Wednesday, November 23, 2011

JPM -- Sell Commodities!

Ok so its not like they get it right all the time, Goldman told investors that the Euro was going back up to 1.41 to the USD, instead it has dropped like a stone (now 1.34:1).  But JPM's missive does point to a real issue for investors that have been using commodities as a store of wealth.  The world is bulging with inventory, and once the infamous "Chinese Pig Farmers" start selling their copper -- all bets are off for commodities.

This has a dramatic impact on Canada, already the flight to the USD is "hurting" the loonie -- not so long ago the CAD was above parity against the USD, now it trades around 0.94: 1 against a very strong USD (its strong against all currency -- back to 1997 level actually).  Which is another reason for commodity weakness since a vast majority of commodities are priced in USD.

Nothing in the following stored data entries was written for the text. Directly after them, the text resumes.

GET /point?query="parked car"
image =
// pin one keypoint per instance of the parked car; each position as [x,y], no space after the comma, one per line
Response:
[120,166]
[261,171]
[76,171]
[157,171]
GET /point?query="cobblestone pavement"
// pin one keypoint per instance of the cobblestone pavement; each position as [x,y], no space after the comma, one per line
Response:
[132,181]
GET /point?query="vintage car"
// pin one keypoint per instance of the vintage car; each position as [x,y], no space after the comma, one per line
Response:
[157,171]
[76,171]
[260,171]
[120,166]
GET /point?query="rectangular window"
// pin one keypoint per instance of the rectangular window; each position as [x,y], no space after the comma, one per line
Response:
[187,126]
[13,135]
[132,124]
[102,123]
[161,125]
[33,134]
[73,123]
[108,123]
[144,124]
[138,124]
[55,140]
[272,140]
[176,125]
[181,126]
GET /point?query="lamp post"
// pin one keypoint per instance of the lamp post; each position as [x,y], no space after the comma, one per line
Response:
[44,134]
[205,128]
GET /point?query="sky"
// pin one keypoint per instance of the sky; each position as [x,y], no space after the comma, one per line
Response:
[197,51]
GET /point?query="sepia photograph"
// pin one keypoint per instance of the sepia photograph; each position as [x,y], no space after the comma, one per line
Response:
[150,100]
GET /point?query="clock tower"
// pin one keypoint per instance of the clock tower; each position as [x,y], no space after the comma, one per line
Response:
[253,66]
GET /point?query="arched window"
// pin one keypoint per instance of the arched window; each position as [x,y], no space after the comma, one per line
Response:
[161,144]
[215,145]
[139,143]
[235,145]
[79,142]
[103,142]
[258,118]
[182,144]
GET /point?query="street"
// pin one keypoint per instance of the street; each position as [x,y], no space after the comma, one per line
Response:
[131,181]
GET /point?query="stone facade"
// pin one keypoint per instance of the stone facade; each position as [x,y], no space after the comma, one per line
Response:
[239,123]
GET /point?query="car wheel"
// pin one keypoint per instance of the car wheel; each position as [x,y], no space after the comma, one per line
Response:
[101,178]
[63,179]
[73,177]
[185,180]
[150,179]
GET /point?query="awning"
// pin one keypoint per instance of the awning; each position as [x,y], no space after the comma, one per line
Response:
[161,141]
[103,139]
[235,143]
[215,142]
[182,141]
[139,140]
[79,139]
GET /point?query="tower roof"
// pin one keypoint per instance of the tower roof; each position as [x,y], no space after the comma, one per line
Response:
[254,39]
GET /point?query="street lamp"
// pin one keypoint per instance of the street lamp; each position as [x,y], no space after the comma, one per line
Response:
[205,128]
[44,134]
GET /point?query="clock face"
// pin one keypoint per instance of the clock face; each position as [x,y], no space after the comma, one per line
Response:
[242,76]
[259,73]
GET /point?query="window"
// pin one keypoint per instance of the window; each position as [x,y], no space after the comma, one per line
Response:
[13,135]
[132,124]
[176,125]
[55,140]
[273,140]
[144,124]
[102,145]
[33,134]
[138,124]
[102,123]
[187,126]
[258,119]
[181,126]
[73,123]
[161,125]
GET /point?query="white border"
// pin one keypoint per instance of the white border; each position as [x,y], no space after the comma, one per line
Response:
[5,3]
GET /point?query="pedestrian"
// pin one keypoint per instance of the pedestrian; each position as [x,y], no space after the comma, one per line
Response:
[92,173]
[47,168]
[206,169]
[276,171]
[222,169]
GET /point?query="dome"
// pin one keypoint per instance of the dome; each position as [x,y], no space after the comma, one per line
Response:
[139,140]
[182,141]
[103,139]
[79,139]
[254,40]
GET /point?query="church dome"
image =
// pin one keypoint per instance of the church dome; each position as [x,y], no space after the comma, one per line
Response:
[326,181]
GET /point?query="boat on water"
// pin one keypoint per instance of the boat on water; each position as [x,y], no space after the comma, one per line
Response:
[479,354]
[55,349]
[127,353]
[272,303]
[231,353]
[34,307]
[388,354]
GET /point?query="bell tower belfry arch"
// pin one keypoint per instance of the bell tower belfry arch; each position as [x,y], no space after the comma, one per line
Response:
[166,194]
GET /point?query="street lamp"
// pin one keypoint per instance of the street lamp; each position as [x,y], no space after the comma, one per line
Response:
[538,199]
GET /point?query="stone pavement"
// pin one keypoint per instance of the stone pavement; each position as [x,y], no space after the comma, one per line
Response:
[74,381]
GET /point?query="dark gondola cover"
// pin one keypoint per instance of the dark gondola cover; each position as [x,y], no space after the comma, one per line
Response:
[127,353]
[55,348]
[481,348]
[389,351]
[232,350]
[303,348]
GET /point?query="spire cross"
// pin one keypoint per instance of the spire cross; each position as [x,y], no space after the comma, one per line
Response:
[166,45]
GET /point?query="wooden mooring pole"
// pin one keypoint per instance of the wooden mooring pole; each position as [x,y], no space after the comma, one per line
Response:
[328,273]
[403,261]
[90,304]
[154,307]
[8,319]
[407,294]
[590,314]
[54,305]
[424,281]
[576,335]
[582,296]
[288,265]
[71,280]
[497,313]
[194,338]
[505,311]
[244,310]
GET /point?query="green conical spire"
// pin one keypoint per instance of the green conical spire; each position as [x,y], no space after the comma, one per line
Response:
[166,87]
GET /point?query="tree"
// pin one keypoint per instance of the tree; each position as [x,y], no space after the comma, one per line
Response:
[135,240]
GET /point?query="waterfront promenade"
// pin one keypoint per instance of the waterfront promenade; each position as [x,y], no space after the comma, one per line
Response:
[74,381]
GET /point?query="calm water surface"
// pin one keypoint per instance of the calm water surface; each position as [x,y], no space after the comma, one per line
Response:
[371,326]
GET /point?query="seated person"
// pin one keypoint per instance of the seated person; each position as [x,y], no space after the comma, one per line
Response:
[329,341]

The impact on Canada is certain to be hard; first exports will drop (as will productivity -- since the price is part of the equation).  Already I was tempted to "predict" that the CAD could drop as low as 0.92:1 from the 0.96:1 level today.  Things could change, China could decide that 5.5% inflation is not that bad after all (unlikely) and that what they want is even more industrial production -- just don't have enough idle capacity yet (and more empty apartments).  I don't buy it, China will not ride to the rescue, simply because Chinese are students of history, and through the ages Chinese governments have fallen because of high inflation -- moreover, the Chinese authority know they have one of the world's most unbalanced economy --more industrial production is not the solution.

So back to Canada, the health of our economy is driven by the health of the rest of the word -- its not doing so great right now.